Systems thinking is the process of understanding how things influence one another within a whole. In nature, systems thinking examples include ecosystems in which various elements such as air, water, movement, plants, and animals work together to survive or perish.

Systems Thinking Environment and ecology

This method takes time and patience. It also requires one to be genuinely curious about different disciplines. For example, I’ve asked to be mentored in disciplines I’ve never experienced; continually questioning for clarity regarding choices made and how those decisions impacted roadmaps and other outcomes.

In short, engaging in systems thinking is not a simple task. As Carol Sanford outlined in 2004 it requires leaders to acknowledge that…

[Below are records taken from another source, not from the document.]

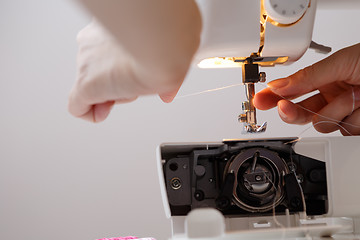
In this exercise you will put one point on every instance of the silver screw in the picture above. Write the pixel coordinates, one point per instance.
(262, 77)
(175, 183)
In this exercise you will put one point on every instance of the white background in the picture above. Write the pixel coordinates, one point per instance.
(63, 178)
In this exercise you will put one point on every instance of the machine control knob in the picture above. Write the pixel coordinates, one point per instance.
(286, 11)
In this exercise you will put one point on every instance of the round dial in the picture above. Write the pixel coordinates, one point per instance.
(286, 11)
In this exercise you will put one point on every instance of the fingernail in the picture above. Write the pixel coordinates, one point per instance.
(278, 83)
(281, 113)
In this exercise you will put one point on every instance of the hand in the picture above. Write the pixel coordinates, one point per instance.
(107, 74)
(335, 106)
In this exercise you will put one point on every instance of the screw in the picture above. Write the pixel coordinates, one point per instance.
(175, 183)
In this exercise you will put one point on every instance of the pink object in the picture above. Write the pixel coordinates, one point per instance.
(120, 238)
(126, 238)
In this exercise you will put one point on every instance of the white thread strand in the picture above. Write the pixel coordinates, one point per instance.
(210, 90)
(330, 120)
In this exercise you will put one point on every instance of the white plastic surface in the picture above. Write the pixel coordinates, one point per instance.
(286, 11)
(291, 41)
(231, 28)
(342, 158)
(205, 223)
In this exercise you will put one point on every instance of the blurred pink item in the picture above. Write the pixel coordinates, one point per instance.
(126, 238)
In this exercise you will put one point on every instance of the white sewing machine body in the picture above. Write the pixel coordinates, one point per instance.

Our upbringing and particularly our education have trained our thought patterns to follow a segmented and reductionist path. As a result we have spent most of our lives seeing the world around us in a non-dynamic and segmented way. We have to actually build new capabilities to be able to see the world from a systems perspective.

Once we have seen it through ‘systems eyes’, it is much like the Gestalt pictures of the old and young woman (or the vase and two profiles facing one another). When you know how to see them both, you understand how they were both always there. The new capability to see and to think in terms of systems thinking also starts with being able to “envision” relationships and structural components of nested whole ways of thinking. The classification we are working with here is one of seeing the typologies of relationships and structures within a hierarchy wherein each “type” constitutes a level or plane of thinking capability.

Forth and Fifth Levels of Systems Thinking: Different Capabilities Are Required, Different Potential Offered Originally published at Wharton School, International Conference on Systems Thinking and Management 2004

Identify the functional capabilities of individuals

A key starting point in helping others achieve this gestalt perspective is to first acknowledge the functional capabilities of your team. One can then better position individuals and your team as a whole within the strategic vision of the company.

It’s also important to remember that a job title and description does not limit the capacity of any individual. Identifying an individuals’ interest in other areas of the organization can open doors and unblock them through building lines of communication and trust.

If you are a leader in your organization and would like to get started with this approach take some time to review the ideas listed below and write them out on a piece of paper. Next, under each point detail how you and/or the organization is helping or potentially hindering individuals and your team. (Unpublished notes from workshop in 1978 from Krone and Associates.)

• Most people in an organization will not go further or deeper than the leader in that organization will take them.

• A group, or the functioning capability of an organization, is either enabled or limited by the leader.

• As a leader, unless you plan or design interactions, it is difficult to know whether you are limiting a group or helping them move forward.

• The limiting factor in developing improvements is the functional capability of people and organizations.

• The functioning capability in people and organizations is largely the process of leading.

• A group will not be able to accomplish all that is possible unless the leader can develop:

  • The appropriate use of mental processes to define what needs to be addressed in the situation.
  • The appropriate thought and behaviour in the group to carry out the task

Field Notes

When leaders don’t consider the points outlined above, I’ve found a consistent behavioural pattern begins to quickly emerge and subsequently becomes reinforced.

Individuals and then teams start to mirror the attitudes and behaviours of the leader. They stop listening and the larger strategy gets lost with individual agendas and additional work being requested that is disconnected from the larger organizational goal(s).

In turn they hold tightly to their perspective and they start to either ignore or are ignorant of the larger system in which they work. This is when teams stop collaborating, hide information, and create their own goals in an effort to prove their value.

The other constant I’ve found when leaders head down this path is that conversations tend to lean completely towards the subjective in one discussion and then entirely towards the objective in another. This range of ideas and data begins to quickly push teams towards questioning themselves and others.

Over a short period of time ideas, concepts, and assumptions don’t just add up – they multiply. This multiplicity of ideas creates an even greater divide between teams. As a result, teams lose any sense of direction or understanding of the value they bring to the team and the company. And it is this feeling of a lack of value that causes most to seek opportunities in other organizations.

Remember, the whole is not the same as the sum of its parts. To consider only the outcomes (whole) the organization wishes to achieve, without paying equal reverence and respect to the unique individual and teams (parts) capacities, misses opportunities for growth in capital which can be measured both in terms of innovation, and profit.